ELLEN MILLER, MD: Chronic pain, on the other hand, is not necessarily as sharp as the acute pain. It's more like a dull, constant pain and it just doesn't ever seem to go away. And we see this more with rheumatoid arthritis or osteoarthritis.
ANNOUNCER: Both types of pain can be the culprit, robbing you of a restful night in lots of different ways.
JAMES O'BRIEN, MD: It can make it more difficult for us to initiate sleep, making it longer for us to fall asleep and beginning to train us that falling asleep is not necessarily an easy thing for us to do, even though for years it's always been taken for granted.
The other problem that sleep is affected by in terms of pain is the interruption of sleep while we are asleep. So we may be waking up at night unaware that pain is the cause, but we just happen to roll on our wrist or elbow or shoulder before we rolled back and awakened, unaware of why we are awake. And that kind of habit literally affects and habituates an individual to expect that sleep will be disrupted.

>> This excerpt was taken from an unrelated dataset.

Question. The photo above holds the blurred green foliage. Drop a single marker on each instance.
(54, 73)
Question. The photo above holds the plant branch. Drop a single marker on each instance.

ANNOUNCER: Adding to the problem of disturbed sleep may be the very medications that people take to relieve certain types of pain, such as codeine, demerol, morphine and steroids. Others may even contain caffeine.
ELLEN MILLER, MD: Sometimes medications for migraine headaches may contain caffeine, or sometimes some other pain medications are combination medications that have several things in it and one of the ingredients is caffeine, the caffeine can keep us awake.